At least 28 people have died and more than 58,800 have been affected by heavy rains and flooding in Mozambique, with Zambezia, Cabo Delgado and Sofala provinces hardest-hit.
The Government of Mozambique declared an Orange Alert on 28 December 2019 due to strong winds and heavy rains in the central and northern regions of the country.
Several key bridges have been damaged, including the bridge over the Montepuez River on road N380 in Cabo Delgado, cutting off people in surrounding areas from essential services and assistance.
Chipembe Dam, in Cabo Delgado, is now at 100 per cent capacity and having daily uncontrolled over spill.
In the last 24 hours, water levels have started to rise across Sofala Province, mainly in Beira City, Buzi and Nhamatanda districts, all of which were affected by Cyclone Idai in March 2019.
Since December 2019, Mozambique has experienced strong rains, winds and flooding, affecting at least 58,851 people, in Zambezia (17,432), Cabo Delgado (13,169 people), Sofala (6,328), Niassa (5,150), Nampula (4,915), Gaza (4,806), Maputo City (2,927), Manica (1,684), Tete (1,480) and Maputo (960), according to the National Disaster Management Institute (Instituto Nacional de Gestão de Calamidades, INGC). More than 10,200 houses have been damaged or destroyed, including 2,589 completely destroyed, and at least 47 schools have been affected. At least 28 people have died, and 66 have been injured, since the storms began, according to INGC.
In Zambezia, the province with the highest number of people affected, flooding since the beginning of 2020 has damaged infrastructure, destroyed crops and led to displacement. Nearly 2,300 hectares of crops are currently flooded across the province, less than two months before the planned March harvest. On 5 January, the electrical system of the water treatment plant in Maganja da Costa District was damaged. According to the INGC, water points have also been damaged, especially in neighbourhoods in Namacurra District where people were resettled after Cyclone Idai. In Maganja da Costa and Nicoadala districts, more than 180 shelters were swept away in the resettlement sites in the first week of January, and at least 290 latrines were destroyed, according to the International Organization for Migration (IOM), increasing the risk of communicable diseases.
In Cabo Delgado, which has been one of the hardest-hit provinces, strong winds and heavy rains on 28 December 2019 caused flooding across eight districts and damaging the province’s infrastructure: 59 electricity poles fell down; and several bridges were damaged, most notably the bridge over Montepuez river on road N380. Although 80 per cent of damaged electric poles have already been rehabilitated, five districts (Muidumbe, Mueda, Nangade, Palma and Mocimboa da Praia) remain without electricity, hampering access to safe water in these areas. Livelihoods were also impacted in the province, with 40 boats destroyed and 21 damaged, affecting 1,220 fishermen in the coastal districts. About 4,000 hectares of agriculture land were flooded. About 51 metric tonnes (MT) of maize and 25 MT of beans will be required to replace the lost produce in the second agricultural season. According to the water management authorities, Chipembe Dam (near Balama) is now at 100 per cent capacity and having daily uncontrolled over spill. Some of the areas hardest-hit by floods in Cabo Delgado, including Quissanga District, were still recovering from Tropical Cyclone Kenneth, which struck the province in April 2019. The floods may also heighten the needs of the estimated 60,000 people displaced or otherwise affected by violence in the province since October 2017.
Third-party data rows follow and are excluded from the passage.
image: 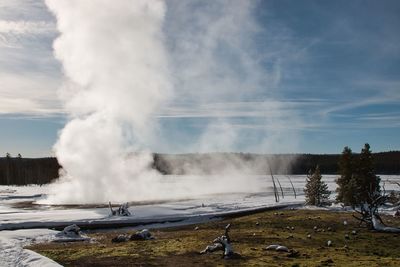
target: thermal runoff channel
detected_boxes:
[42,0,294,204]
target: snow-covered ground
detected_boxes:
[0,175,400,266]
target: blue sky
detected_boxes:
[0,0,400,157]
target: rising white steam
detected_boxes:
[44,0,296,204]
[46,0,171,203]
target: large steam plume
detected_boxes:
[45,0,296,203]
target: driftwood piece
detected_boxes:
[108,202,132,216]
[200,224,240,259]
[129,229,155,240]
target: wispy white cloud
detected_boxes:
[0,0,62,116]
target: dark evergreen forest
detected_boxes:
[0,151,400,185]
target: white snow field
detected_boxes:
[0,175,400,267]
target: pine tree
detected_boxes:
[336,146,355,205]
[350,144,381,204]
[304,166,331,206]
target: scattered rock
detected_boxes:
[111,235,129,243]
[265,244,289,252]
[265,245,280,250]
[275,246,289,252]
[287,249,300,258]
[58,224,81,237]
[53,224,90,242]
[321,258,333,265]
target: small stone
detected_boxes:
[265,245,280,250]
[275,246,289,252]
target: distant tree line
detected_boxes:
[0,154,60,185]
[336,144,381,206]
[0,151,400,185]
[153,151,400,175]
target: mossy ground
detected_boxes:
[28,210,400,267]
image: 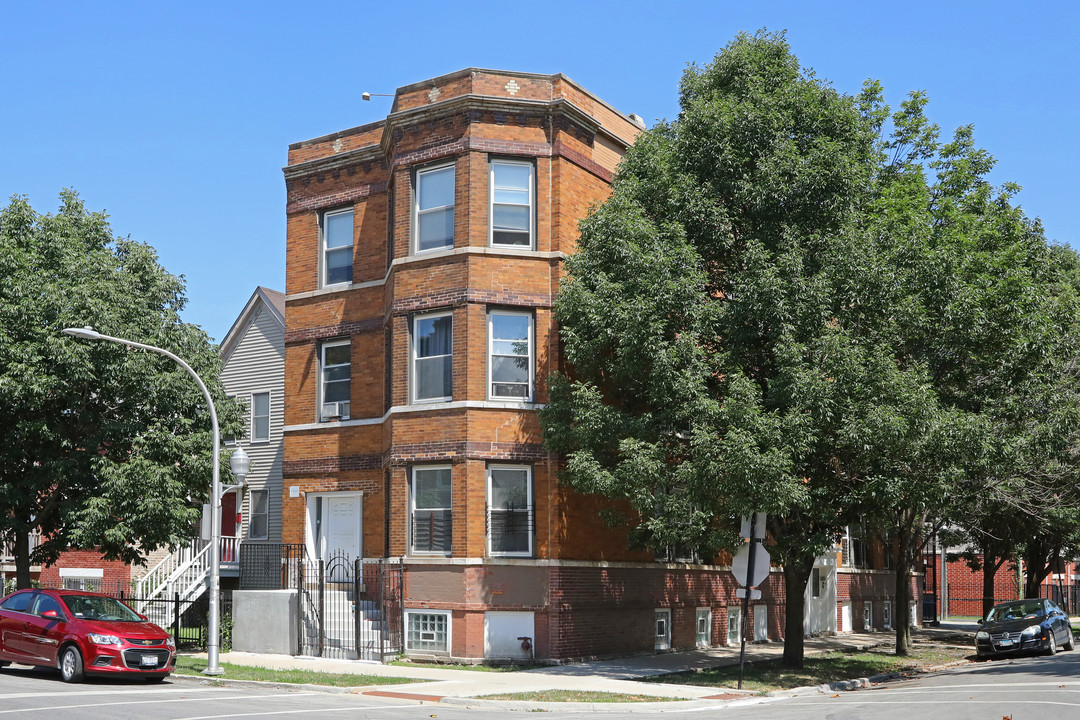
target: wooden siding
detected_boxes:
[221,303,285,542]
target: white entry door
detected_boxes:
[308,492,364,560]
[802,563,837,637]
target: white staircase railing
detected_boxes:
[135,539,205,600]
[135,540,211,612]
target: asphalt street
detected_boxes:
[724,651,1080,720]
[0,651,1080,720]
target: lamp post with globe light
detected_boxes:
[64,327,238,675]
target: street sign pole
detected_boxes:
[739,513,757,690]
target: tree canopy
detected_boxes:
[541,31,1076,665]
[0,191,239,587]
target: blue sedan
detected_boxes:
[975,598,1075,657]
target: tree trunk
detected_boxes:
[13,530,30,589]
[784,557,814,668]
[892,551,912,656]
[983,549,1005,617]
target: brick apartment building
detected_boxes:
[282,68,911,658]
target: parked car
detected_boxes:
[975,599,1076,657]
[0,589,176,682]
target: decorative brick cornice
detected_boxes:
[281,454,383,477]
[390,288,554,315]
[285,178,387,215]
[389,440,548,466]
[554,140,615,182]
[285,317,383,345]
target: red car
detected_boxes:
[0,589,176,682]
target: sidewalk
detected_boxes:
[179,624,975,710]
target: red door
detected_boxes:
[221,492,237,562]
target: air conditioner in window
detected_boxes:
[323,400,349,420]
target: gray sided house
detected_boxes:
[218,287,285,553]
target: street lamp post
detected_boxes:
[64,327,225,675]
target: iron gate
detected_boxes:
[296,553,404,662]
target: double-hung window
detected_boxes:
[409,465,454,555]
[252,393,270,443]
[413,313,454,403]
[320,340,352,421]
[487,465,534,557]
[414,165,454,253]
[487,310,534,402]
[405,610,450,653]
[322,208,352,285]
[247,490,270,540]
[490,160,536,248]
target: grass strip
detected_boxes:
[648,643,974,691]
[478,690,685,703]
[176,655,427,688]
[387,660,540,673]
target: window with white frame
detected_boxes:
[413,313,454,403]
[252,393,270,443]
[487,465,534,557]
[319,340,352,421]
[728,606,742,646]
[841,525,869,568]
[694,608,713,648]
[413,165,454,253]
[322,208,352,285]
[59,568,105,593]
[247,490,270,540]
[405,610,450,653]
[409,465,454,555]
[487,310,534,402]
[490,160,536,247]
[221,395,239,445]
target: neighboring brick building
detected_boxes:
[282,69,920,658]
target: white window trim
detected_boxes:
[247,488,270,540]
[319,207,356,288]
[405,608,454,655]
[221,395,239,447]
[726,606,743,646]
[59,568,105,580]
[315,338,352,423]
[693,608,713,648]
[405,465,454,557]
[753,604,769,642]
[487,158,537,249]
[409,162,458,255]
[487,463,536,557]
[408,310,454,405]
[652,608,674,650]
[487,309,537,403]
[247,390,273,445]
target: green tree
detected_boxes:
[867,93,1080,652]
[0,191,239,587]
[541,32,935,666]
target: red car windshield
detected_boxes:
[62,595,143,623]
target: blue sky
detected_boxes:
[0,0,1080,341]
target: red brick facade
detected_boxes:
[283,69,911,658]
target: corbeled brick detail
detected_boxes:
[285,317,382,344]
[555,139,615,182]
[285,182,387,215]
[281,454,382,476]
[393,288,554,313]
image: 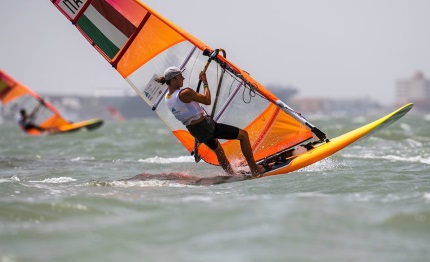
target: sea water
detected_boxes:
[0,113,430,262]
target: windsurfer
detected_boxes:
[156,67,264,177]
[18,100,45,131]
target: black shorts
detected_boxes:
[186,119,239,150]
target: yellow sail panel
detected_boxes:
[117,16,185,78]
[0,70,70,134]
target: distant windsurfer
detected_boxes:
[156,67,264,177]
[18,100,45,132]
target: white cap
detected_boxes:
[164,66,185,81]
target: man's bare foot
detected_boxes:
[292,146,308,156]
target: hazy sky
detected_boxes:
[0,0,430,104]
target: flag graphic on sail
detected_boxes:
[51,0,325,164]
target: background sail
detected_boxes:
[52,0,312,164]
[0,70,70,132]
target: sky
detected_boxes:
[0,0,430,104]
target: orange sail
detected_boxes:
[51,0,325,164]
[0,70,103,135]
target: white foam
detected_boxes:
[423,193,430,203]
[343,154,430,164]
[0,176,21,183]
[139,156,194,164]
[71,156,95,162]
[84,179,191,188]
[298,158,338,172]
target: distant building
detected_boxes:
[396,71,430,112]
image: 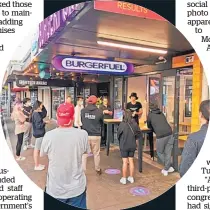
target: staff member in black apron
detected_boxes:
[99,97,113,146]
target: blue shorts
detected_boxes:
[57,190,87,209]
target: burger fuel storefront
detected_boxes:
[19,1,199,169]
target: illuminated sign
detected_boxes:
[94,1,167,21]
[52,55,134,75]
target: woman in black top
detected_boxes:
[117,110,143,184]
[99,98,113,146]
[32,101,50,171]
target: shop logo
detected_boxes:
[52,55,134,75]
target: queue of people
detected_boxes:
[12,93,210,209]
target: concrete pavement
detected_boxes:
[5,119,179,210]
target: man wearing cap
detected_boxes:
[40,103,90,209]
[81,95,103,175]
[126,93,143,124]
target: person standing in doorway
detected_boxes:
[179,100,210,177]
[23,98,34,150]
[147,104,174,176]
[74,96,84,129]
[81,95,104,175]
[11,102,26,161]
[40,103,90,209]
[117,110,143,184]
[32,101,50,171]
[126,93,143,124]
[100,97,113,146]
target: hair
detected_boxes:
[23,98,31,104]
[33,101,42,110]
[149,103,159,110]
[123,109,133,123]
[199,100,210,124]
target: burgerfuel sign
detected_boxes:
[52,55,134,75]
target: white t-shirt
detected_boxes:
[40,128,90,199]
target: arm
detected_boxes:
[117,123,123,141]
[40,133,50,157]
[40,106,47,119]
[179,138,197,177]
[33,113,46,129]
[147,114,153,130]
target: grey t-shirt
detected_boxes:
[40,128,90,199]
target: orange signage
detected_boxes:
[94,1,167,21]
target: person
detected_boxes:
[74,96,84,129]
[117,110,143,184]
[99,97,113,146]
[66,96,72,104]
[40,103,90,209]
[81,95,103,175]
[23,98,34,150]
[179,100,210,177]
[126,93,143,124]
[32,101,50,171]
[147,103,174,176]
[11,101,26,161]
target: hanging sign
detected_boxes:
[52,55,134,75]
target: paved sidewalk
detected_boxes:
[5,119,179,210]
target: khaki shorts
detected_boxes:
[34,137,43,150]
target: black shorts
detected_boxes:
[120,151,135,158]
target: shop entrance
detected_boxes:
[51,88,65,119]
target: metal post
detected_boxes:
[173,71,180,171]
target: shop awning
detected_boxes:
[25,1,193,74]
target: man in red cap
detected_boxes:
[40,103,90,209]
[81,95,104,175]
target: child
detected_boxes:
[117,110,143,184]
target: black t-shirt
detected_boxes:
[99,104,112,119]
[23,106,32,122]
[126,101,142,124]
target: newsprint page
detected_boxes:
[0,0,210,210]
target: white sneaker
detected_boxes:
[28,144,35,149]
[120,177,126,184]
[128,176,134,184]
[23,145,28,151]
[16,156,26,161]
[34,165,45,171]
[168,167,175,173]
[161,169,168,176]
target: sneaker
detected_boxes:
[128,176,134,184]
[168,167,175,173]
[28,144,35,149]
[16,156,26,161]
[34,165,45,171]
[23,145,28,151]
[161,169,168,176]
[120,177,126,184]
[96,169,102,176]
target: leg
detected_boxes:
[34,137,45,171]
[128,157,134,177]
[16,133,24,157]
[164,135,174,171]
[122,158,128,178]
[82,136,93,171]
[156,137,165,164]
[91,136,101,172]
[66,190,87,209]
[106,123,113,156]
[138,138,143,173]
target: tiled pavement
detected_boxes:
[6,120,179,210]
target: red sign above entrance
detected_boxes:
[94,1,167,21]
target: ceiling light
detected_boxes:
[97,41,167,54]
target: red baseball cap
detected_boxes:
[57,103,74,127]
[87,95,98,104]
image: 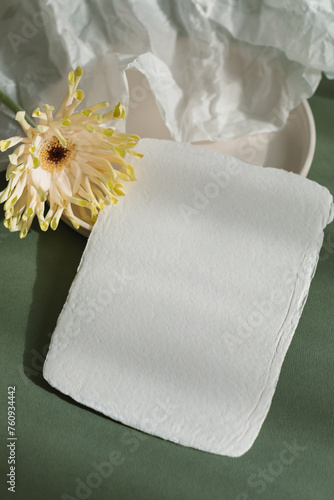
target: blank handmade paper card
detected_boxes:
[44,139,333,457]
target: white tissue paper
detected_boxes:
[0,0,334,152]
[44,139,334,457]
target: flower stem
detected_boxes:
[0,90,36,127]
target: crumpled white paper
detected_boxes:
[0,0,334,150]
[43,139,334,456]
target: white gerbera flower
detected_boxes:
[0,67,142,238]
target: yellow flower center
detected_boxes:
[39,136,74,172]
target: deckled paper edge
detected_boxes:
[43,141,334,458]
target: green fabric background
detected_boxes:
[0,80,334,500]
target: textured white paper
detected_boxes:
[0,0,334,148]
[44,139,334,456]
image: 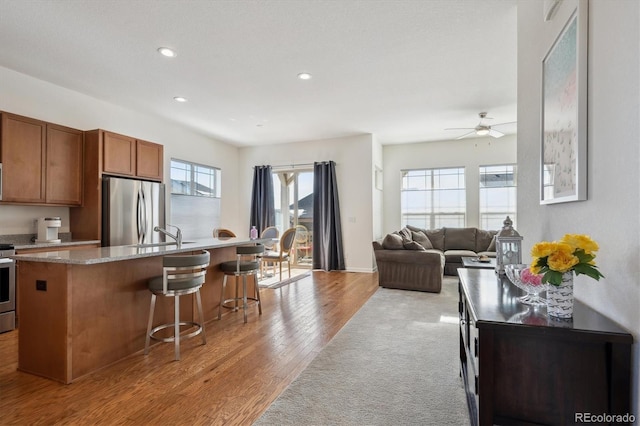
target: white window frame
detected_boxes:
[400,166,467,229]
[170,158,222,198]
[478,163,518,230]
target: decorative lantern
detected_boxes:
[496,216,522,275]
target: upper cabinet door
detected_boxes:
[136,139,164,181]
[102,132,136,176]
[2,113,47,203]
[46,124,84,206]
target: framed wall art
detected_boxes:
[540,1,588,204]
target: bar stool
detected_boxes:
[144,250,210,361]
[218,244,264,323]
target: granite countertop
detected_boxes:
[14,240,101,250]
[11,238,270,265]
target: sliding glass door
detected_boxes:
[273,169,313,267]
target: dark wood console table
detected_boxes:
[458,268,633,425]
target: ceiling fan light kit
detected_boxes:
[445,112,515,140]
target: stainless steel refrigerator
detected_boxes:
[102,176,165,247]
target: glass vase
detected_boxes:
[547,272,573,319]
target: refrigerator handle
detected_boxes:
[136,189,146,244]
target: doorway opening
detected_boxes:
[273,169,313,268]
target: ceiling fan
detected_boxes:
[445,112,515,140]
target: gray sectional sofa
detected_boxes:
[373,225,498,293]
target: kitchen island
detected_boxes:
[13,238,265,383]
In Sofala Province, heavy rains have caused flash and riverine floods since December 2019, impacting some of the areas hardest-hit by Cyclone Idai in March last year, including neighbourhoods where people were resettled after the cyclone. Several roads are impassable and access to remote villages in Buzi District is very limited. There are reports that people who need medical assistance are not able to access Buzi Town. According to IOM, over 3,676 shelters in the resettlement sites across Sofala have been damaged, including nearly 500 that were completely destroyed, following heavy rains on 10 December. In addition, 300 latrines were damaged and the clinics in Metuchira and Kura resettlement sites, Nhamatanda District, were swept away by the floods. In the last 24 hours, water levels have started to rise across Sofala, mainly in Beira City, Buzi and Nhamatanda districts, increasing the risk of flooding. In Beira, around 300 people sheltered in three different schools during the night of 20 January as their houses were flooded, according to INGC. The majority went back home on 21 January, as the water receded, but about 10 families are still in the Matadouro School, in Beira. In Buzi, 48 people had to be evacuated from risky areas on 20 January to temporary accommodation centres.